Sorry, I used to like school. I enjoyed lessons and learning and teachers and high-fiving friends in the hall and winking when your crush passes by and terrible, awful cafeteria lunches, and walking up to the board to write something. Raising my actual physical hand and reading actual physical books. Riding on the school bus and rolling my eyes at the annoying kids in class. Playing my violin in class and staying for after-school clubs, and dressing up every dark morning and all my funny teacher’s jokes, and my strict teacher’s rules. Everything. All of it.
Cause school’s just a link now, and friends are just text messages. Crowded hallways are just bad internet and clubs are just a burden. Clothes are just pajamas and learning?
Learning’s a joke.
My brother finally closes the window, and I flex my frozen fingers. My phone dings and I resist the urge to throw it across the car. I settle for pushing it across the backseat. It rolls off and lands on the car floor.

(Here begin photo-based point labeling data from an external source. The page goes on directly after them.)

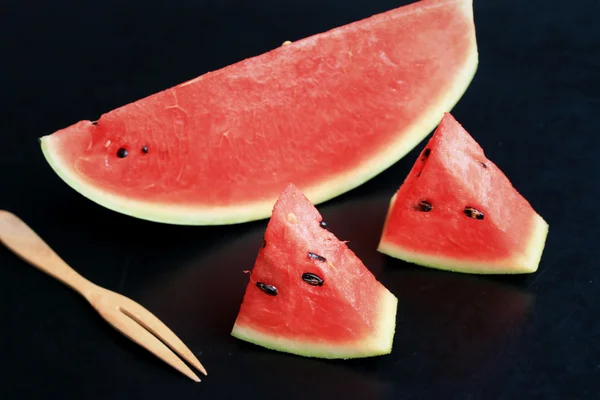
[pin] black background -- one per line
(533, 106)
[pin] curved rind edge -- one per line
(525, 262)
(327, 190)
(377, 344)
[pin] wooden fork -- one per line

Not like it’s that useful anyway.
Entertaining sure, but call me old-fashioned if I say it does more harm than good.
Checking for message after message cause maybe someone cares or something important is happening, when the only news is bad and the only notification is from that game I never deleted.
First, we hate normal, then we hate abnormal, then abnormal becomes the new normal, and the cycle restarts. We’re at abnormal being the new normal right now. At empty toilet paper aisles and mass murder on the news, policemen doing the opposite of their jobs, and doing school from home.
I wish I could just live in Harry Potter’s world instead. Wish I went to Hogwarts.
I’d rather deal with Voldemort than whatever you wanna call life’s problems now.
I try and look at the bright side. Because I’m the optimistic one. I’m the goody goody.
But trying to look at the bright side right now is like pressing your hands over your eyes in pitch-black night and squeezing your eyes shut to make up colors in your brain.
I just want to be happy. I just want to smile, to be able to ignore everything else, to be able to bear it.
But the tears still fall when I tell them to stop, and the stress keeps pushing when I try to stay calm, and the smile is still fake, no matter how hard I try.
The car stops, and I unbuckle my seatbelt, placing my mask over my nose.
The only good part about this is that no one can see my frown underneath.